Implication of the master- In class, we have discussed at length the importance of the hierarchy in early American society. Rebelling against a master is a small treason. Barrick has an irreverent attitude, however, and does not pander to that tradition. He describes his first master only briefly, but it is an important statement. The fact that he was allowed to print it at all could be evidence of change in the hierarchical system. He says “At ten years of age I went as apprentice to James Saunders, a silk weaver in Spittlefield Parish, lived with my master about three years, but he starved and froze me almost to death, for which I left him, and roved through the streets, and frequently stole small things from shop windows.” Not only is he implicitly blaming his master for his downfall, he further implicates him by giving his name.
Passion- Two very different stories are juxtaposed- that of John Sullivan and that of Alexander White. White’s story is one of the first crime narratives we’ve read that describes a crime of passion. He kills because he wants to win the favor of a wealthy woman. Sullivan’s narrative is almost entirely devoid of passion. He lists his crimes. He describes his more serious crimes in the same matter-of-fact tone he describes his petty crimes. He only devotes a few words to the beating at the end of his narrative, and his warning to others is almost like an obligatory afterthought.

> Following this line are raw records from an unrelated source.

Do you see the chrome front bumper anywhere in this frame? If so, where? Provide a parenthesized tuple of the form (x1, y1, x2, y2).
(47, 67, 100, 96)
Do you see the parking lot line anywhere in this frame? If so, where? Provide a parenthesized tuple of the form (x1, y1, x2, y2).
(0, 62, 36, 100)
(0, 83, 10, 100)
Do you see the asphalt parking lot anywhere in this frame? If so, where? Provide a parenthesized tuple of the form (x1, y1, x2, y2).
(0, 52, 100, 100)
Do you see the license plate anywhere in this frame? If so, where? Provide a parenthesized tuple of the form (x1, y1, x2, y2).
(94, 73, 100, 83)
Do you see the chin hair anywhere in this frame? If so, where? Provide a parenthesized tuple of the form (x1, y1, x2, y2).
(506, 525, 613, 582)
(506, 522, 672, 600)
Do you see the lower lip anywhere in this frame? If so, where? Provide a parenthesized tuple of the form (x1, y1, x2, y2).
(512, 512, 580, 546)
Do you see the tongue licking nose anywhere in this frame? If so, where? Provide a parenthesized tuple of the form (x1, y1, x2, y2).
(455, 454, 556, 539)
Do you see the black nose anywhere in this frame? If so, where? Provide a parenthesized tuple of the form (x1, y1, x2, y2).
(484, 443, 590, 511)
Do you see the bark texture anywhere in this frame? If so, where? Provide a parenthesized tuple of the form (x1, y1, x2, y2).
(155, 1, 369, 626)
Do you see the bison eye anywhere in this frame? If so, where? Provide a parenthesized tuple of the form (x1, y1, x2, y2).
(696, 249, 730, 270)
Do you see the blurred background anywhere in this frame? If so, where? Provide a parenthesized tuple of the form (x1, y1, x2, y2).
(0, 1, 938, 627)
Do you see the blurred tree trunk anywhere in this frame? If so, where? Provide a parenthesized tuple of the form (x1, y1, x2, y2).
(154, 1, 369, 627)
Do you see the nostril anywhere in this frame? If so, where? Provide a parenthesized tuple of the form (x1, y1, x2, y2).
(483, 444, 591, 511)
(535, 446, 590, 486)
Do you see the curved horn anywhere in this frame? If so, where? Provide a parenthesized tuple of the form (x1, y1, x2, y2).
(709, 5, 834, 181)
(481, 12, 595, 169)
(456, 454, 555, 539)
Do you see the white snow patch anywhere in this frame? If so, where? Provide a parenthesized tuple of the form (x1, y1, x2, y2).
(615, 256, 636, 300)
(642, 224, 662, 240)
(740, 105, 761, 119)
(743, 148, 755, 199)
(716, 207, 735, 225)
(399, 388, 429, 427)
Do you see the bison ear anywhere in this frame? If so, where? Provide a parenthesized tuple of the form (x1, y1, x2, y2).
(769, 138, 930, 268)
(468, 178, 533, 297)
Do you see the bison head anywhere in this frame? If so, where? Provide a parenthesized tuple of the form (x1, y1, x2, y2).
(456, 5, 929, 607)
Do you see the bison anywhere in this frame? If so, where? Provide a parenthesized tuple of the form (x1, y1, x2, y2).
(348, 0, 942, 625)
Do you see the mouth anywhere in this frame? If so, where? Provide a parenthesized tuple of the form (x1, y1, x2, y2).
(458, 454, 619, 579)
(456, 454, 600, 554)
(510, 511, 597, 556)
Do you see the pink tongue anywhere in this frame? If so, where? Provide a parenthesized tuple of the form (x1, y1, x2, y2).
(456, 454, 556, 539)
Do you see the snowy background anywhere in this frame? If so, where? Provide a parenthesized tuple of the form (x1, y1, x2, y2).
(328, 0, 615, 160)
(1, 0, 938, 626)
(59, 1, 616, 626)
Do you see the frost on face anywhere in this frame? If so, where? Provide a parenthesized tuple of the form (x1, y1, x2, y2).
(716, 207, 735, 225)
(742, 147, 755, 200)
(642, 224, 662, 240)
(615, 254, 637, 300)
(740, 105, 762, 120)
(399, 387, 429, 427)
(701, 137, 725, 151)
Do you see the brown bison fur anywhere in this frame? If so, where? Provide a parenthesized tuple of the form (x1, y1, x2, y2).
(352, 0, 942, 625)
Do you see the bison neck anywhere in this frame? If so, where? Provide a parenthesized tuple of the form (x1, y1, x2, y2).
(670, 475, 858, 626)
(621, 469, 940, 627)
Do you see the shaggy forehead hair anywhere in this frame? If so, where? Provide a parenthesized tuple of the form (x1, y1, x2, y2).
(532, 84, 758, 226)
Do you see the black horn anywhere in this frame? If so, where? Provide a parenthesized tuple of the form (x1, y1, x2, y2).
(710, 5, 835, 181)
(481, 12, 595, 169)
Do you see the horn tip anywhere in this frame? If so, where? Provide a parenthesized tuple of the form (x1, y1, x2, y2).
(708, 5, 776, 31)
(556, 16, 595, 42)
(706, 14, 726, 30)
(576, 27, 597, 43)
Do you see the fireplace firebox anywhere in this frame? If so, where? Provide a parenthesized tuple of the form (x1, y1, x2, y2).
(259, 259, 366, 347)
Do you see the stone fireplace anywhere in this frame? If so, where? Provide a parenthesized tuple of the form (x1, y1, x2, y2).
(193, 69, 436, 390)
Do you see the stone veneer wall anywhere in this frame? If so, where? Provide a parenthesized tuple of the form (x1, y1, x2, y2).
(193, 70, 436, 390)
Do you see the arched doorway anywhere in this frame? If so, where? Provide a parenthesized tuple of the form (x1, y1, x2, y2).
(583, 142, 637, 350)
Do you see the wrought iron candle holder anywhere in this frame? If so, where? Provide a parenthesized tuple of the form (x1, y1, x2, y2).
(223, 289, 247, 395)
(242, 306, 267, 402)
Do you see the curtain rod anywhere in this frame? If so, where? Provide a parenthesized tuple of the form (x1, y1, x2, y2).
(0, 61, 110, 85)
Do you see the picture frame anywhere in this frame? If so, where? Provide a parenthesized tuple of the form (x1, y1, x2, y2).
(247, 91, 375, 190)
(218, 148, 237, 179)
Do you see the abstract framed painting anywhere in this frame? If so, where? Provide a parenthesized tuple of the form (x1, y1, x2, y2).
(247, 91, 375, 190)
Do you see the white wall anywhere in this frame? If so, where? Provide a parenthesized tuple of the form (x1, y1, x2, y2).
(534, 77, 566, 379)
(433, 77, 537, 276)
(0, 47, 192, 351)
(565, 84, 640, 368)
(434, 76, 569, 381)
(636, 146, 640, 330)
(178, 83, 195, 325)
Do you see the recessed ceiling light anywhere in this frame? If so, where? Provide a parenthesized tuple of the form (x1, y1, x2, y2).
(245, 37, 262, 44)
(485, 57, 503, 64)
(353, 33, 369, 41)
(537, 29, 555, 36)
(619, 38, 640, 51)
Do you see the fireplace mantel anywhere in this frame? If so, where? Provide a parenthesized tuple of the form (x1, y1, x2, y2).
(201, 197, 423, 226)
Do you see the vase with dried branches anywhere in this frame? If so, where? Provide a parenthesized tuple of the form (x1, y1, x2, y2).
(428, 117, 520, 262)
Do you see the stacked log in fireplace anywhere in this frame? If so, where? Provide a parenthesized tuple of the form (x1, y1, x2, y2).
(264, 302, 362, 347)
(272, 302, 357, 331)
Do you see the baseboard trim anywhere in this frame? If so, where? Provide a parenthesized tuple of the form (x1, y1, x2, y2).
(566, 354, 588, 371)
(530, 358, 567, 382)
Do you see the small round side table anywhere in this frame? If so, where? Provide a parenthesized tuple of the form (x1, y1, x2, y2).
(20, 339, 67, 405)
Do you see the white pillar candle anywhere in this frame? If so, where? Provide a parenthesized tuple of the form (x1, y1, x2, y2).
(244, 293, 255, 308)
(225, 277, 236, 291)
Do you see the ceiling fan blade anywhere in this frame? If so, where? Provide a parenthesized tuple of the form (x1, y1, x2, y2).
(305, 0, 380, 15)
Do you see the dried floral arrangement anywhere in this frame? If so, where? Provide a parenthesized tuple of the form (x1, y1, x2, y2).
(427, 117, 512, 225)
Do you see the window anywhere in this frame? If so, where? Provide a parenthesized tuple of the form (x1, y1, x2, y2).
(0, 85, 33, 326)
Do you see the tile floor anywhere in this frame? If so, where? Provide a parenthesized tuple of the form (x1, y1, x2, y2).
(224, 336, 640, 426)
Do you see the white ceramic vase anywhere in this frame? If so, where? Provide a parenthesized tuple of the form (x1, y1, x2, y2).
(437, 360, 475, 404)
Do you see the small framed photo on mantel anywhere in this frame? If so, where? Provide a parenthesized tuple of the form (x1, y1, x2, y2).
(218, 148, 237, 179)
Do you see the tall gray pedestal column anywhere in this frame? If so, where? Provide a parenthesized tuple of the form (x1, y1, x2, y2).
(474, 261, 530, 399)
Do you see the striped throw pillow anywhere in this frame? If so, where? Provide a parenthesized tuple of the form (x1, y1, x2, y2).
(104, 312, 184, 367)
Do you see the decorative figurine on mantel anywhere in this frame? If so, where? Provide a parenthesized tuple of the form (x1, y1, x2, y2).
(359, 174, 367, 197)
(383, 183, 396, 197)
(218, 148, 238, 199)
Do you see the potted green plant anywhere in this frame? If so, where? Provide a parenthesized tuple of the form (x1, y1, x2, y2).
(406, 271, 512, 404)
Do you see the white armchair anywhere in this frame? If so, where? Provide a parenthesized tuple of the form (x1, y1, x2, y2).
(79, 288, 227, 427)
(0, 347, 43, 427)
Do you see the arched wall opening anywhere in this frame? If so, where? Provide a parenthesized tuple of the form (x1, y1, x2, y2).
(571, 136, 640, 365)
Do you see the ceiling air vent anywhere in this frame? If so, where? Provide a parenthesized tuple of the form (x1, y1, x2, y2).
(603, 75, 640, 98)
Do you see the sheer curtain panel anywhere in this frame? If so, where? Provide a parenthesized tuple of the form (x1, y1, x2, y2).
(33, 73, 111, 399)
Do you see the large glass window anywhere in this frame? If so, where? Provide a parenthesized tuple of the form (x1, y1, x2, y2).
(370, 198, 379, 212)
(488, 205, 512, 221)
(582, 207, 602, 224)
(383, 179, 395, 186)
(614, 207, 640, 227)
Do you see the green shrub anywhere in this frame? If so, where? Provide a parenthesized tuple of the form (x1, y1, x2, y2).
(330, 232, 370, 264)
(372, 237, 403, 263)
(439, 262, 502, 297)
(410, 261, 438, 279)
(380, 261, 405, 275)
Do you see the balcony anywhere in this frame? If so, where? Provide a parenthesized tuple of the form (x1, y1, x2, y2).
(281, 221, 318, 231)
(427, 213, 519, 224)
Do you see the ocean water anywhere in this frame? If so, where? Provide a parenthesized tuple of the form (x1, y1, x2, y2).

Authenticity- White’s narrative seems to follow the style of older narratives, using words like “heinous” to describe his actions, but certain aspects of his narrative seem more authentic than others. He seems more concerned about the effect that he’s had on his family, for example, than his offending God. One thought that seems show authentic remorse is his wish in his letter that “no reflections may be cast on the innocent child hereafter for the untimely death of his unhappy father. His love for his family separates his narrative from past narratives which express mainly a (possibly forced) love for God.